Farm Bill Jockeying — Senate Ag Committee Chair Debbie Stabenow (a Michigan D) issued a news release Tuesday praising Majority Leader Harry Reid for listing the the farm bill as one of his “privileged, top priority bills” for 2013. 

Local Beef in Schools — Hey, if a school district in rural Colorado with only 400 kids can serve local, grass-fed beef to its students, why can’t everyone?

Do We Want to Live Without a P.O. — Save the Post Office has a new and very good database showing the post offices closed or suspended in the last year. Get it here.
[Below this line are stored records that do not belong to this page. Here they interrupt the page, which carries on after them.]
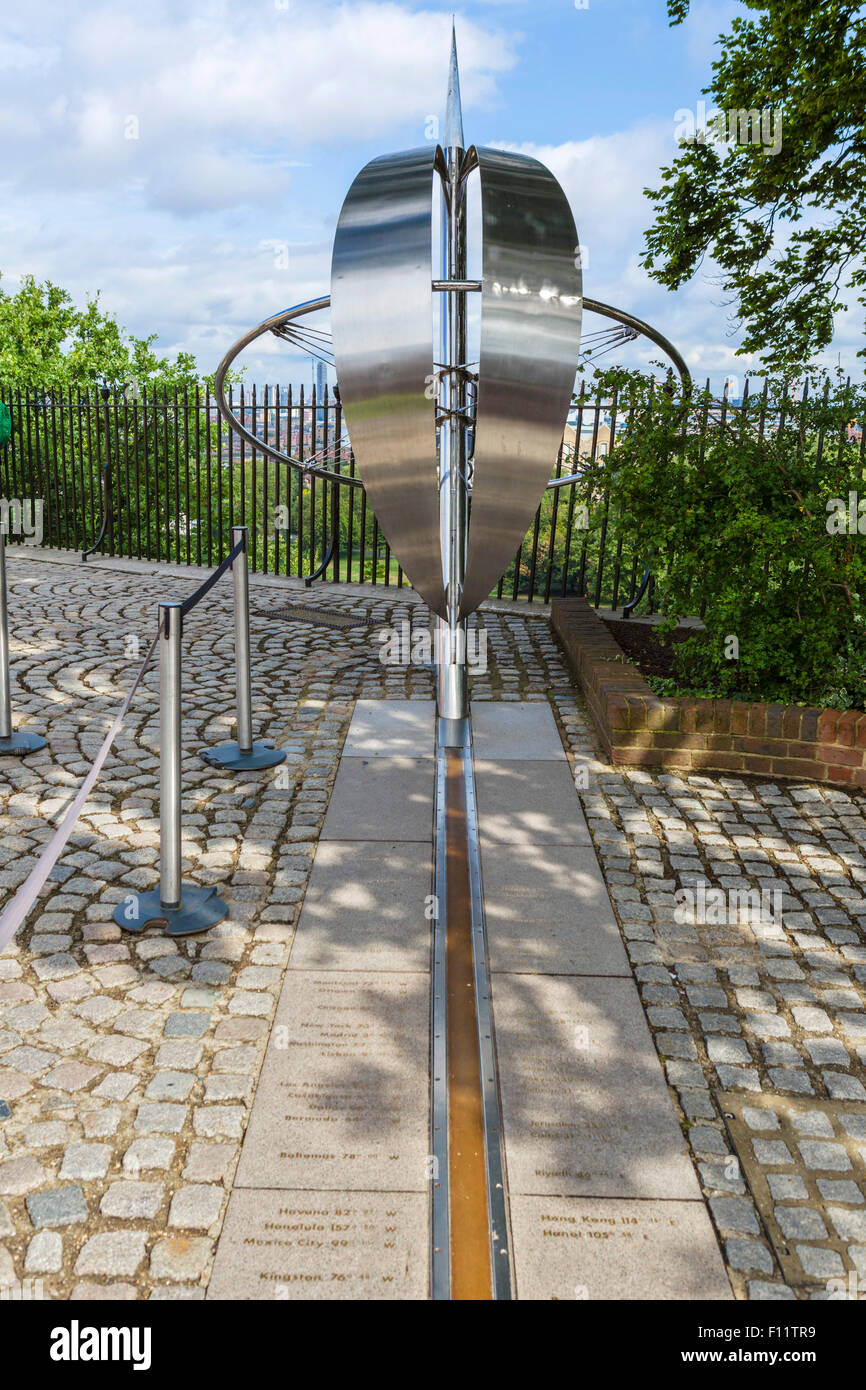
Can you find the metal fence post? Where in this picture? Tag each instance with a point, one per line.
(242, 641)
(22, 741)
(184, 908)
(242, 754)
(171, 626)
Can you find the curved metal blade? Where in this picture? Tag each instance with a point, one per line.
(530, 339)
(381, 320)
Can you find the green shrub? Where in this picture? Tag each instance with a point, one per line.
(744, 524)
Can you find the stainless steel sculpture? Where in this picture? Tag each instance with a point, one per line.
(381, 321)
(453, 455)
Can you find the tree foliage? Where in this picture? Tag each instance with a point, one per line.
(786, 227)
(740, 510)
(47, 342)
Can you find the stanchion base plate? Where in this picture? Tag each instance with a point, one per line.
(21, 742)
(230, 755)
(199, 909)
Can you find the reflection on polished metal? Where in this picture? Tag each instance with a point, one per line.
(394, 395)
(530, 339)
(381, 316)
(184, 908)
(13, 742)
(242, 754)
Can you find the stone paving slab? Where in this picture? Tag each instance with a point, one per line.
(342, 1101)
(548, 911)
(381, 799)
(508, 733)
(364, 909)
(389, 729)
(309, 1246)
(528, 802)
(770, 1009)
(590, 1248)
(585, 1109)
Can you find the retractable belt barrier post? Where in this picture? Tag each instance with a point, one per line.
(182, 906)
(242, 755)
(22, 741)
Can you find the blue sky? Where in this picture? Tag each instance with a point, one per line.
(189, 159)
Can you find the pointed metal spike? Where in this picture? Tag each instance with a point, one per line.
(453, 111)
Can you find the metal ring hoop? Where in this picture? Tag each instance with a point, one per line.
(313, 305)
(231, 419)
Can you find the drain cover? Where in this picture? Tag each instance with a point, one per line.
(805, 1161)
(321, 617)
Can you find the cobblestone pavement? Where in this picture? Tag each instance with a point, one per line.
(128, 1064)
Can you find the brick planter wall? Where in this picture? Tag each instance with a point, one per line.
(642, 730)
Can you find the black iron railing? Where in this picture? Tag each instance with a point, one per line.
(159, 477)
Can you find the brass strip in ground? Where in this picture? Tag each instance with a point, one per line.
(470, 1232)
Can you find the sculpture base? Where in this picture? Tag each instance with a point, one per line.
(21, 744)
(198, 911)
(231, 755)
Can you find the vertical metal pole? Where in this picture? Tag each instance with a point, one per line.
(452, 685)
(171, 623)
(6, 704)
(242, 641)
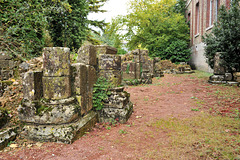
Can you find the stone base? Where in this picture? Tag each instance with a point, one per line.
(112, 114)
(65, 133)
(52, 112)
(229, 83)
(7, 135)
(135, 82)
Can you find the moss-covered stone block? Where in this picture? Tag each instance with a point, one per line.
(129, 70)
(56, 87)
(56, 61)
(3, 117)
(87, 55)
(79, 78)
(109, 62)
(113, 76)
(32, 85)
(65, 133)
(49, 112)
(138, 70)
(6, 64)
(6, 74)
(91, 78)
(103, 49)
Medicate the Children — Children on welfare are three times more likely to be given psychotropic medication than children an adolescents in the general population, according to a new report issued by the Carsey Institute at the University of New Hampshire. And rural children in the welfare system are given these drugs at higher rates than children in the cities, report Wendy Walsh and Marybeth Mattingly.

The researchers report:

“The significantly higher rates of psychotropic medication use among children in rural areas and the significantly higher rates of taking multiple medications point to the need among child welfare professionals in rural areas to closely monitor use. There were several significant differences in the characteristics of children receiving medication in rural and urban places. In rural places, children receiving medication were more likely to be older, girls, living at home, and poor compared to those receiving medication in urban places. When used appropriately medications can provide a viable treatment option. However, it is generally recommended that prescriptions be closely monitored, especially when children are prescribed more than one medication.”